Umpires should ‘keep calm and carry on’
Since Tennis is not a team sport, and players play either alone or in twos, the pressure on singles players, especially in big matches, is immense and can be isolating. In such high pressure situations, and in moments of frustration, some loss of cool is only to be expected.editorials Updated: Sep 14, 2018 17:22 IST
What is sport without a referee? Without an adjudicator on the field whose word is final, and who is expected to enforce the rules of the game? “The Chair Umpire is much more than just the person who sits in a high chair and announces the score. They are the guardians of the rules of tennis and enforce them to ensure a match is played in a spirit of fair play,” reads the International Tennis Federation’s (ITF) Officials page. At the highest level of the sport — such as in last week’s controversial US Open final between Naomi Osaka and Serena Williams — it can be a massive responsibility.
The history of tennis is rife with player-umpire frictions. John McEnroe, Ilie Năstase, and, more recently, Nick Kyrgios have found themselves disagreeing vehemently with on-court officials — from linespeople to chair umpires — on several occasions. Serena Williams herself is no stranger to on-court disagreements with officials, having had a showdown with a match official on the same court in 2009. She even ended up conceding the semi-final to Kim Clijsters on a point penalty. The role of the umpire when players feel that they have been unfairly treated must be to deescalate the situation, and prevent further aggravation. It is for this reason that most umpires ignore the complaints and grumblings of the players in the breaks between games. In some team sports, such as American football (played in the NFL), arguing with referees and showing aggression on the field is seen as evidence of players’ passion on the field and commentators see it as adding to the enjoyment of the game. But tennis is less forgiving of such aggression. Arguing with referees, smashing racquets, and aggression in anything other than play itself is seen to be in bad taste, and can be cause for point penalties.

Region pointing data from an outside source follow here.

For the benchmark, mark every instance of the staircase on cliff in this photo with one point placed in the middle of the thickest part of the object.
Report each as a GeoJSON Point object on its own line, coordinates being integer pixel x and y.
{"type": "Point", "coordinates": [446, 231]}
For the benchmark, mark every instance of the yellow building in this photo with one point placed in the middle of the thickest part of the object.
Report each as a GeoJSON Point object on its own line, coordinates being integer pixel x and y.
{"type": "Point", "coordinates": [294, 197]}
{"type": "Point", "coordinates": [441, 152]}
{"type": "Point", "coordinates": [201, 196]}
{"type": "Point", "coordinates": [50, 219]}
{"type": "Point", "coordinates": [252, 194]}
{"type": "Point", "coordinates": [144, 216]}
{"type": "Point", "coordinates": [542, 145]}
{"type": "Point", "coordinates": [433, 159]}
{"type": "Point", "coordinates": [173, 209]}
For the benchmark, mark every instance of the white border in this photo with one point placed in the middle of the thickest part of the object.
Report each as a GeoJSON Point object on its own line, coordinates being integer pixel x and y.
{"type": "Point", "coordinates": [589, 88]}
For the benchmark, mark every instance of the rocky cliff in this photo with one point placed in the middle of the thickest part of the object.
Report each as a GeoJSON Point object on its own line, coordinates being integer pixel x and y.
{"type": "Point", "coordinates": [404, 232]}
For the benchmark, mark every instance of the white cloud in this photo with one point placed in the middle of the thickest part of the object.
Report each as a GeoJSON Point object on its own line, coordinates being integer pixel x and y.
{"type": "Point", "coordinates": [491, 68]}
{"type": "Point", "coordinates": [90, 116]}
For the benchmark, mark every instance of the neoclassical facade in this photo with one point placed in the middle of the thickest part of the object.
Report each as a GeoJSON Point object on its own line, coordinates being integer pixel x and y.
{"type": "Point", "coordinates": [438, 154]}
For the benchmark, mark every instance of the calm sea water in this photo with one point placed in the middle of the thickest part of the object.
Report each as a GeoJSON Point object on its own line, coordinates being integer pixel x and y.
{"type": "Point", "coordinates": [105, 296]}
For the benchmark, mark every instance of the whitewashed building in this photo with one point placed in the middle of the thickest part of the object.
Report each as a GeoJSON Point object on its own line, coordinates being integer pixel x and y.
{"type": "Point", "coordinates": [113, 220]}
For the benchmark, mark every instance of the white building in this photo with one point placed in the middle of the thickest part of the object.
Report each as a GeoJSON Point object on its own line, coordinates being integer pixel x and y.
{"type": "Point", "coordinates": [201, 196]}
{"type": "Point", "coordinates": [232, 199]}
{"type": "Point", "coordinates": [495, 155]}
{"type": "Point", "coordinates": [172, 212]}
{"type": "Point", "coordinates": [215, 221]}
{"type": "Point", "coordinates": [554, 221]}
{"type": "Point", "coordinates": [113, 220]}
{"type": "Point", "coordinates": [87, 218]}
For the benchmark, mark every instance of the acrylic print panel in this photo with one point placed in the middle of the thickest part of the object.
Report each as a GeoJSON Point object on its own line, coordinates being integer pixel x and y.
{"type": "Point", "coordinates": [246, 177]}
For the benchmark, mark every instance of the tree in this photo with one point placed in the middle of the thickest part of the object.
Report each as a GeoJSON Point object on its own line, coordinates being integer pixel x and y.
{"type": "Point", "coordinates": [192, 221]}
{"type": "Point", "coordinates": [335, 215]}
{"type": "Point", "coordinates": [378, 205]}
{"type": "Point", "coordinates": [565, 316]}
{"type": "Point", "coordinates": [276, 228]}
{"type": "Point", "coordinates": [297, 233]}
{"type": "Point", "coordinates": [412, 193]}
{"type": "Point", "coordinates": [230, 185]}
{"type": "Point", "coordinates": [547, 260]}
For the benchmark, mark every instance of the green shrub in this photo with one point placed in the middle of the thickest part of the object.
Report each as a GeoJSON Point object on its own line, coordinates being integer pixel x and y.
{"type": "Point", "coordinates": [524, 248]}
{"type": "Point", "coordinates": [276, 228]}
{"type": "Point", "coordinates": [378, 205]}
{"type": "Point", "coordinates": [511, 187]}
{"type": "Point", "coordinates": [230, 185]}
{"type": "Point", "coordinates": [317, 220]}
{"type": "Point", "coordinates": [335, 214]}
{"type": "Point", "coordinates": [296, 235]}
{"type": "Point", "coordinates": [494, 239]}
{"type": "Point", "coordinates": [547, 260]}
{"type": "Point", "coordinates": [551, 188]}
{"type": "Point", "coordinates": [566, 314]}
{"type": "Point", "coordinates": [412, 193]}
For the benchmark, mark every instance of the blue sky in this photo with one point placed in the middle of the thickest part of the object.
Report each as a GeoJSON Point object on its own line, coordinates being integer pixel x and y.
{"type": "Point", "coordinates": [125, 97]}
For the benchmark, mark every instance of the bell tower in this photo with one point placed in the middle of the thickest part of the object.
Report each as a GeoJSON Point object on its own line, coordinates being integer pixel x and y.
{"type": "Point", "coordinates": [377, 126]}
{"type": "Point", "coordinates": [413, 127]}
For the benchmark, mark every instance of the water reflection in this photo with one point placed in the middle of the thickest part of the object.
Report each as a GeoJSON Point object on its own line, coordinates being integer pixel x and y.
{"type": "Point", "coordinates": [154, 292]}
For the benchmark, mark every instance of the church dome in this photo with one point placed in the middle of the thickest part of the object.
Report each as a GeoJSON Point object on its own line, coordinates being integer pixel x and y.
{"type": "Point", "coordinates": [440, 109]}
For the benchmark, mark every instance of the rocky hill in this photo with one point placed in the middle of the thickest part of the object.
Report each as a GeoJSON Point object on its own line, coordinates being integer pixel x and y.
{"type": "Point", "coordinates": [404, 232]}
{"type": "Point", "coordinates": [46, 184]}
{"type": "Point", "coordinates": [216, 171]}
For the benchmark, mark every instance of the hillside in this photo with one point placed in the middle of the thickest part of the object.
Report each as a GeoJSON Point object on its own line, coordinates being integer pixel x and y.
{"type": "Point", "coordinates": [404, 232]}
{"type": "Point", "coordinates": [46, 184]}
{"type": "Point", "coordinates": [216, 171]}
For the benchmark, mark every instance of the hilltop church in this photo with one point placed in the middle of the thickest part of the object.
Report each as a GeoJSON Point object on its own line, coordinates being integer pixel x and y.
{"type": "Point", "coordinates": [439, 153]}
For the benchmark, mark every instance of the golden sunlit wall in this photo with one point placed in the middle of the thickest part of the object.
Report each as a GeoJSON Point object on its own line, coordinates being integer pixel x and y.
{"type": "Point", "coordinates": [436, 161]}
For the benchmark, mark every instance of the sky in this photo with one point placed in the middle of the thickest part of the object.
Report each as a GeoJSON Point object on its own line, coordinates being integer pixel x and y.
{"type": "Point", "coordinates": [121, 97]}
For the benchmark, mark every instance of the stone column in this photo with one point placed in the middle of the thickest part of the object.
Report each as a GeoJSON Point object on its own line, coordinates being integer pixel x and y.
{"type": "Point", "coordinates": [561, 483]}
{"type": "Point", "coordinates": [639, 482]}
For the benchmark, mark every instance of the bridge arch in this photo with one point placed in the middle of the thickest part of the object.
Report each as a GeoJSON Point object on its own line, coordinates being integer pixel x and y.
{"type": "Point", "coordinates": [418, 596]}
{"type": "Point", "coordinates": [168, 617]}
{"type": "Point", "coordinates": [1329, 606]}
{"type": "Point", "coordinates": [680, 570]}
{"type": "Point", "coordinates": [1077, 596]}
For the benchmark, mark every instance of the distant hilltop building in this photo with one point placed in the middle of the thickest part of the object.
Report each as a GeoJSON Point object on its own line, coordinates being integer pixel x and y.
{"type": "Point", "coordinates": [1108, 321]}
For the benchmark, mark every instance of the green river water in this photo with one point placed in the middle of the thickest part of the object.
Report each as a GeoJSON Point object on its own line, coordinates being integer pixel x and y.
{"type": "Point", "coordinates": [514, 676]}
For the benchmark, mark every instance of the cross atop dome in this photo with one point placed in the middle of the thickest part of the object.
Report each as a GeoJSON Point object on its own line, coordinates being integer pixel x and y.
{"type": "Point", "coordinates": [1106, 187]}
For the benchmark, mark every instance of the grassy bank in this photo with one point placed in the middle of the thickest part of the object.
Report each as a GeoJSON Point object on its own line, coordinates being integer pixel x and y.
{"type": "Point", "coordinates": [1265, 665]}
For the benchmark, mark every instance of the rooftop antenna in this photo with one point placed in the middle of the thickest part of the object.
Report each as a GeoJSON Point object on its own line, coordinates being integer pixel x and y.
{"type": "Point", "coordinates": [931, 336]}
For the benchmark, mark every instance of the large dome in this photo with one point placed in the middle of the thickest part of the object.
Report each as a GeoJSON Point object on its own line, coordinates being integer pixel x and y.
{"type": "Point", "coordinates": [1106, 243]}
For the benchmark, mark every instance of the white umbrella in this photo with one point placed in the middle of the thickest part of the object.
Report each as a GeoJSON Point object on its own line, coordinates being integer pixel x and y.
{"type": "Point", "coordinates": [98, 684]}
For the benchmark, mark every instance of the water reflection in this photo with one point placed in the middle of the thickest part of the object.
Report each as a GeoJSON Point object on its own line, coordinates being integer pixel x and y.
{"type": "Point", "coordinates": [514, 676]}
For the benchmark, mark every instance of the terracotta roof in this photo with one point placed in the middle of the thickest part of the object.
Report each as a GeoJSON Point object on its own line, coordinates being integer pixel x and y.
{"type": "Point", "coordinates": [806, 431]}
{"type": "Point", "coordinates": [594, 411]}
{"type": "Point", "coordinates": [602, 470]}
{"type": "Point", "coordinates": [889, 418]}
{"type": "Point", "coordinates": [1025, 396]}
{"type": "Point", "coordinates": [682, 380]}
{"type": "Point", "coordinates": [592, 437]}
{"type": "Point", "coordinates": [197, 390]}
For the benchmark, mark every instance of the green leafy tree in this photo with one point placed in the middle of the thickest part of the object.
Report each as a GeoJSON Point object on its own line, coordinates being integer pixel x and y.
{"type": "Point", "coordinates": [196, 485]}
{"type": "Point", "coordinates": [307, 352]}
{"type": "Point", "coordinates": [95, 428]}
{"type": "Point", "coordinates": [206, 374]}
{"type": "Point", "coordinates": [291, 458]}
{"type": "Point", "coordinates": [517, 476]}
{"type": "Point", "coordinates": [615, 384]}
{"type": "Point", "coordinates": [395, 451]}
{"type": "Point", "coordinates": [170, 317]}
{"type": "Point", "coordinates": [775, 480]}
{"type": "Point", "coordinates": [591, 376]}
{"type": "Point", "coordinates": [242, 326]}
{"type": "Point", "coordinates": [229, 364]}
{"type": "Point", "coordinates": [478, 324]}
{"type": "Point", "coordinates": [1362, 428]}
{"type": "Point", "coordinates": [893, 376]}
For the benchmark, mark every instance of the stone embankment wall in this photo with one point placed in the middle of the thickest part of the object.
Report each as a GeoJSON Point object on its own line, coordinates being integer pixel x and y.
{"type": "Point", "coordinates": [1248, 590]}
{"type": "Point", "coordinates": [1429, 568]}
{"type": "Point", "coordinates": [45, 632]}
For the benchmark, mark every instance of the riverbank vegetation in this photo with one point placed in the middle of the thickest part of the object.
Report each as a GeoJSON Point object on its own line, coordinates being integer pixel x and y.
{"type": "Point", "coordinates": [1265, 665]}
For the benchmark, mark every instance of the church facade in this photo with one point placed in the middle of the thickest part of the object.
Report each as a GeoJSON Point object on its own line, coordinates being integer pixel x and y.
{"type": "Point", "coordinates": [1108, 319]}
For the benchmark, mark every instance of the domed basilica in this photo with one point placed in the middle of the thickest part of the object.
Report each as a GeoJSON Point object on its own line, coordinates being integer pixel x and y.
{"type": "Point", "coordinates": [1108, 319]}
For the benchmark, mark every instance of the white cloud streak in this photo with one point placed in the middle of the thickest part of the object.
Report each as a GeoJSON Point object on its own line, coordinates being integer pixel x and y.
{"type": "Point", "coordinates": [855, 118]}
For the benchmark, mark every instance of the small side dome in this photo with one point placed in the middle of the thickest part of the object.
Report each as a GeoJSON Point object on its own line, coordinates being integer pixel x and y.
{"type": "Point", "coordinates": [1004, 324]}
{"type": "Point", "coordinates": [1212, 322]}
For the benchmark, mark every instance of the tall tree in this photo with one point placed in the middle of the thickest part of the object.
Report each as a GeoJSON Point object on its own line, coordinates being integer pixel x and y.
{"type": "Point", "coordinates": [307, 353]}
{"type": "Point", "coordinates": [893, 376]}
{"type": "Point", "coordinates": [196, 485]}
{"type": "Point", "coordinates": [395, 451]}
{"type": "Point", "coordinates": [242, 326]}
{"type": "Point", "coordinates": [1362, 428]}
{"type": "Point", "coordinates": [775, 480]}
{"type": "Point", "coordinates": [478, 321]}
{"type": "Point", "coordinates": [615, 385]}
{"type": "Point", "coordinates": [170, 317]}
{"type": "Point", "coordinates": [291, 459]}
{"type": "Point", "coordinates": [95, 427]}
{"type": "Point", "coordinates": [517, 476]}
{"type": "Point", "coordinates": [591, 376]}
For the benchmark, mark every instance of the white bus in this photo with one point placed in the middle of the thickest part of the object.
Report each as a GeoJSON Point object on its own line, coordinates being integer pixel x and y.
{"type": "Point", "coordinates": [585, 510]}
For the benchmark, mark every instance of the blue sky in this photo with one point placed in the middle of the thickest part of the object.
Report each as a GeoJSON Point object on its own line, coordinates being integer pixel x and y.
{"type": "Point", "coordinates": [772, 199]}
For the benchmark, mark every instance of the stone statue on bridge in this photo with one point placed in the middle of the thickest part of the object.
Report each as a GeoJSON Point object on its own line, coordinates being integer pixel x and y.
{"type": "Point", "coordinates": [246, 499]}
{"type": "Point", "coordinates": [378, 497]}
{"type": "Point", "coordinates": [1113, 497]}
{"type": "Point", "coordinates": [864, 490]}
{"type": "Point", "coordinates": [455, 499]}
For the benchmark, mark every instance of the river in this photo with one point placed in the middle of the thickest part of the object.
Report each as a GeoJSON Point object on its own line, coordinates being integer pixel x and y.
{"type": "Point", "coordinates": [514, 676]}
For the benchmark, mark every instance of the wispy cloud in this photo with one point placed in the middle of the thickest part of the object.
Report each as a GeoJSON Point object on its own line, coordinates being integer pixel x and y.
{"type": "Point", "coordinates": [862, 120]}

Since tennis is not a team sport, and players play either alone or in twos, the pressure on singles players, especially in big matches, is immense and can be isolating. In such high pressure situations, and in moments of frustration, some loss of cool is only to be expected. Umpires thus have a large amount of discretion, while deciding whether a line of propriety has been crossed or not. Most umpires do not take players’ tirades on court personally, brushing off any perceived lack of respect as an expression of frustration rather than a personal attack. Perhaps keep calm and carry on should be their mantra.